Underwater snorkeling photo tips

Tips for better underwater snorkeling photos

That’s a handsome octopus!

After day three of snorkeling the reefs of Bonaire, my wife looked at my computer screen and said, “Honey, what did you do today? Your snorkeling photos look so much better!”

Ahhh, she noticed. I had indeed changed my approach to taking photos underwater. The night before I devoted some time to analyzing all of my failed attempts to capture the ocean’s beauty and its amazing creatures. And I made a determined effort to learn from my flops and make specific corrections the next day.

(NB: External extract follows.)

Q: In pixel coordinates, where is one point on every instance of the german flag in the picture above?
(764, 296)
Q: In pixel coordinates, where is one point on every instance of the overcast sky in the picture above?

Octopus snorkeling photography

Before I share these tips with you, I need to state my qualifications. I’m an avid hiker and the overwhelming majority of my photography is above ground, not in the water. I’m a pretty good outdoor shutterbug, but not a professional. I give myself a B minus to inspire myself and avoid complacency; some friends and acquaintances might rate me as high as an A minus. And remember, there are plenty of highly skilled pros who can counsel photographers about underwater photography. I’m just an average guy, with an average IQ, who learned some lessons by trial and error.

In addition, I don’t own a true underwater camera, like the ones many divers use. Since I enjoy most of my outdoor activities on dirt surfaces, I simply wasn’t interested in over-investing for water gear.

So, I established a goal of finding a low-priced ($250-$350), versatile waterproof camera, one to fart around with while snorkeling, which we do, on average, for one week a year. After reading quite a bit of online research, I settled on the Olympus TG-4. It was always in the top five of the reviews. This model fits into the category sometimes referred to as “tough cameras.” There are a lot of options out there, so shop around.

The TG-4 has an automatic setting for “underwater,” plus that setting has sub-settings — very easy to use. I highly recommend buying the red version – it complements my swimsuit colors. Second thought, maybe just buy the one that best coordinates with your aquatic outfit.

On a side note, I always carry the tough camera in my backpack while hiking, just in case it’s raining or the beach sand is blowing (when I don’t want to use my good SLR). The TG-4 also has some very good pre-programmed settings for the outdoors. As a matter of fact, I exclusively use the TG-4 for macro close-ups of flowers and bugs because, in my opinion, it outperforms my good SLR. And, not surprisingly, these cameras are indeed “tough” and can tolerate some banging and abuse. But I have to confess, I still treat the camera like it’s made of eggshells. And I cuddle it while watching scary movies. Perhaps that’s an overshare.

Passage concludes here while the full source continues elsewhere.